Há uma sutil mas profunda diferença entre o “povo” entregar o poder a um governo e um governo entregar o poder ao “povo”.
Sou partidário confesso dos símbolos, simbologias e seus rituais. Não acho que são apenas crendices. Pensem em qual é a natureza de um ato de rua, se não uma ritualística própria das manifestações políticas – especialmente da esquerda. E ninguém há de negar que há algo de um poder concreto que emana da rua lotada cheia de bandeiras ao vento. É uma demonstração de força e, como tal, algo essencialmente simbólico. Mas que amanhã inspirará novas ações.
Mas tudo isso só tem sentido se conectado a um projeto concreto.
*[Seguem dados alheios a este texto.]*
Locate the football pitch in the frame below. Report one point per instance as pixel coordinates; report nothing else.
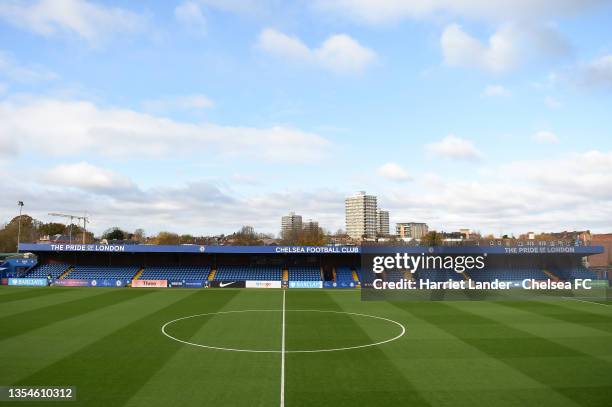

Simbologias não podem ser desvinculadas dos seus impactos tangíveis. Hóstia não enche a barriga, diziam os punks. O povo-mito na rampa do palácio não é o povo concreto do dia-a-dia. Sair de um inferno não é entrar em um paraíso, mesmo que simbolicamente. É um alívio terminar os quatro anos desse desgoverno mas isso não significa o apoio mecânico ao novo governo. Símbolos importam, mas notas promissórias não enchem a barriga.